By JOHN HALL
Media General News Service
December 09, 2006
While rejecting "stay the course" as a way forward, it accepts his central theme - that walking away prematurely from Iraq will hand al-Qaeda a base of operations in the heart of Islam.
Even while it suggests that American combat groups should be mainly out of Iraq in little more than a year, the report suggests that Americans retain a foothold in Iraq. It expressed concern that al-Qaeda will have "a still stronger base of operations" after American forces pull out and its top deputy, Ayman al-Zawahiri, will use the departure as a recruiting tool to redouble terrorist efforts in the region and around the world.
The study group said the United States should ask the Iraqi government for "temporary" U.S. bases in Iraq to prevent this from happening after the main body of U.S. combat forces leaves. But the grim and pessimistic description of the situation in Iraq sounds like all of this is very far away and many rivers will have to be crossed before the United States can even get to that point.
If he's serious about these recommendations, Bush will have to devote himself almost full time to an Iran-Syria-Iraq peace and a shared mission for the further isolation of al-Qaeda for the balance of his term. All of this would be accomplished while he is brokering a settlement of the Israeli-Palestinian conflict and drawing a new road map for peace.
If Bush could pull this off in his remaining two years, it would be one of the greatest diplomatic spectaculars in history.
The most startling part of the Baker-Hamilton report is its recommendation for enlisting Syria and Iran on a mission to help save Iraq from chaos, and the United States from a disaster.
At the moment, the motivating force in both countries is to bloody the nose of the United States, or worse. The study group seems to be calling for a miracle. Sen. John McCain, R-Ariz., and others expressed skepticism about it last week.
The Baker-Hamilton recommendation, nonetheless, can't be blown off as stardust from dreamy idealists. This panel is comprised of graduates of the school of hard-headed diplomatic knocks, including former Defense secretary William Perry and former Undersecretary of State Lawrence Eagleburger.
Perhaps there is more hope of progress on Iran than meets the eye. The two countries cooperated in the early stages of the U.S. war in Afghanistan after 9/11. And Iran has an interested in suppressing theTaliban.

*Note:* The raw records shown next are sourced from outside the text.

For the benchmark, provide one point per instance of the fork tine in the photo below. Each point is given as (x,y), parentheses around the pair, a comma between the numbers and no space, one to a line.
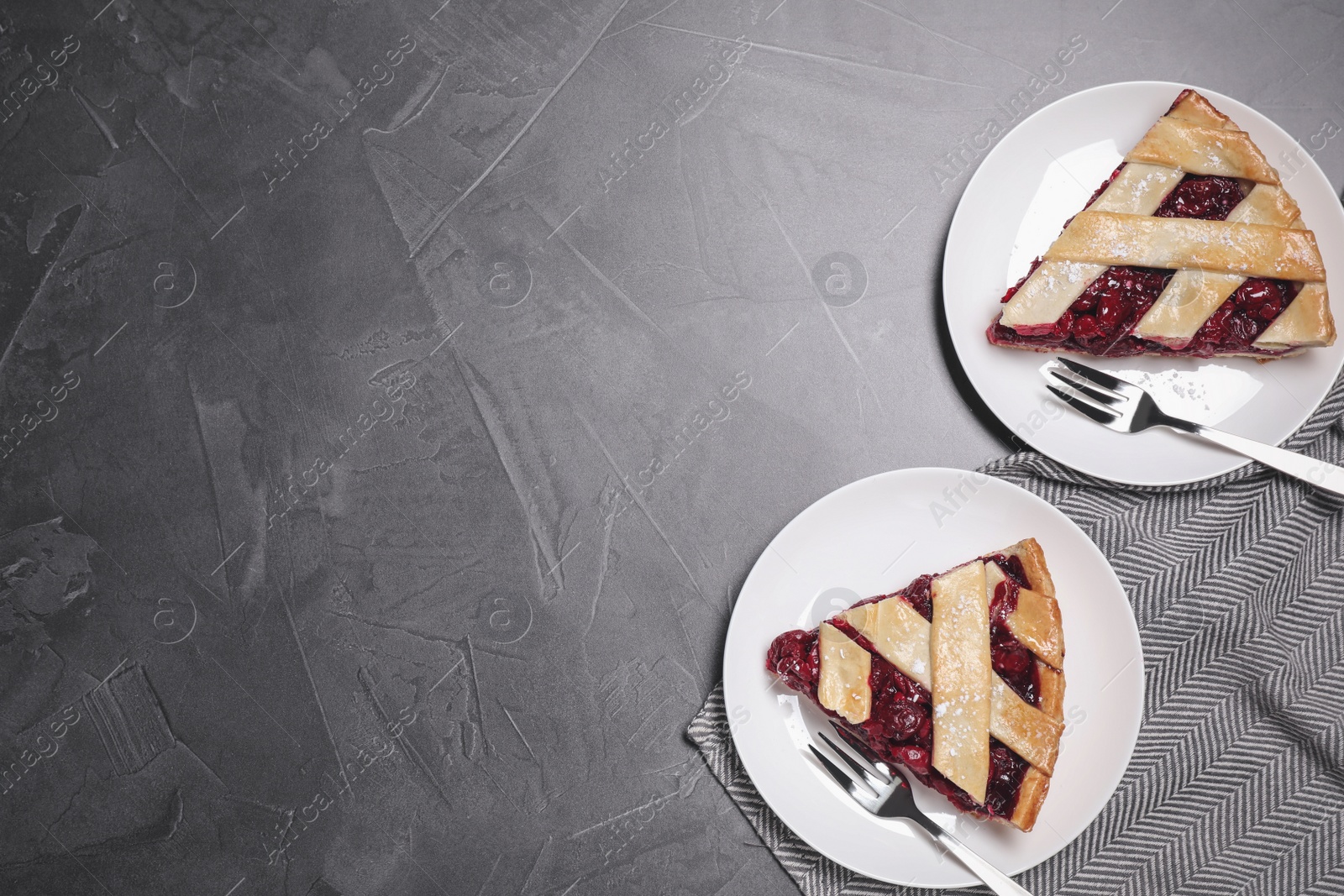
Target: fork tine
(1088,387)
(857,790)
(1100,378)
(1074,399)
(870,775)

A U.S. policy that stresses democratic reform, without regime change, would be less threatening to Iran, the commission suggested. It also said Bush would get along better in this area if he begins rejecting the widely held notion that the United States seeks to control Iraqi oil or is seeking permanent bases in Iraq.
The commission, headed by former Secretary of State James A. Baker, III and former Rep. Lee Hamilton, reasons that Syria stands to benefit economically if Iraq would become a normal country and if the United States could settle the Arab-Israeli dispute.

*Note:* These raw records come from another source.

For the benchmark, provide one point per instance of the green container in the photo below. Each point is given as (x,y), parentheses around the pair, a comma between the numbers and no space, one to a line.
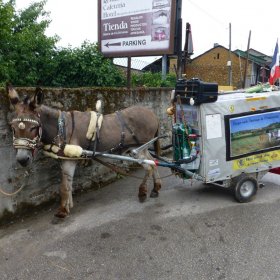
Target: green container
(181,148)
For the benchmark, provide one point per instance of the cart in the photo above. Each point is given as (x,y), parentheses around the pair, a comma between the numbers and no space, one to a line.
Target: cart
(230,140)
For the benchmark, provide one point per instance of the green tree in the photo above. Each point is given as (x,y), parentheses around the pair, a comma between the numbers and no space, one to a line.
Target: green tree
(84,66)
(25,50)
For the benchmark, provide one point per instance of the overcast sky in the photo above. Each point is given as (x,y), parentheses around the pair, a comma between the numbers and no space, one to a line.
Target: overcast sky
(76,20)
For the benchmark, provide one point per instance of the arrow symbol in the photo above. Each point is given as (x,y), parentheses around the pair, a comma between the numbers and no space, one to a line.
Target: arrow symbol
(113,44)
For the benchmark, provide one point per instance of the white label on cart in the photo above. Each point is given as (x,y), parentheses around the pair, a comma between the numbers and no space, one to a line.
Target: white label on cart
(214,172)
(213,126)
(213,162)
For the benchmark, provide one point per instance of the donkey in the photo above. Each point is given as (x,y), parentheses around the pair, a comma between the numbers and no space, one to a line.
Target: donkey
(35,125)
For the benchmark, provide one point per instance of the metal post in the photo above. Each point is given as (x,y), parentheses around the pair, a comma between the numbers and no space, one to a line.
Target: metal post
(129,72)
(229,59)
(164,67)
(246,64)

Doing nothing is the worst option of all, the realists said.
"The global standing of the United States could suffer if Iraq descends further into chaos," said Baker-Hamilton. "... Perceived failure there could diminish America's credibility in the center of the Islamic world and vital to the world's energy supply."

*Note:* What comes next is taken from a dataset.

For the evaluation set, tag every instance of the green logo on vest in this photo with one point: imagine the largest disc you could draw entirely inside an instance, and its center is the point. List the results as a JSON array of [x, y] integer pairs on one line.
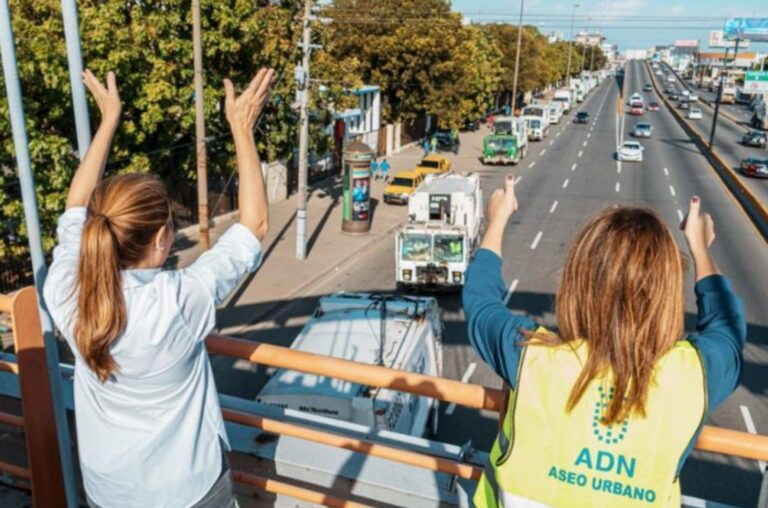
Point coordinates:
[[610, 434]]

Even if there is no further deterioration, the Iraqis are sick of what they perceive as an oppressive American occupation and Americans are fed up with the war's high cost in lives and dollars. So the Bush administration's tendency just to accept one or two parts of the report and discard the rest - or in Baker's words "treat it like a fruit salad" - is not permitted, both he and Hamilton told the Senate.
The hard work ahead is applying the pressure to adversaries and friends alike.
Syria is keeping the Sunni insurgency alive by facilitating the steady flow of terrorists across its border into Iraq. Iran continues to arm and train Shiite militias in Iraq. Saudi Arabia's kingpins are bankrolling terrorists in Iraq without interference from the royal family. Jordan is being overrun by Iraqi refugees, who are now equal to a tenth of its population, yet it is scarcely raising its voice for help.
The time for some leadership is at hand.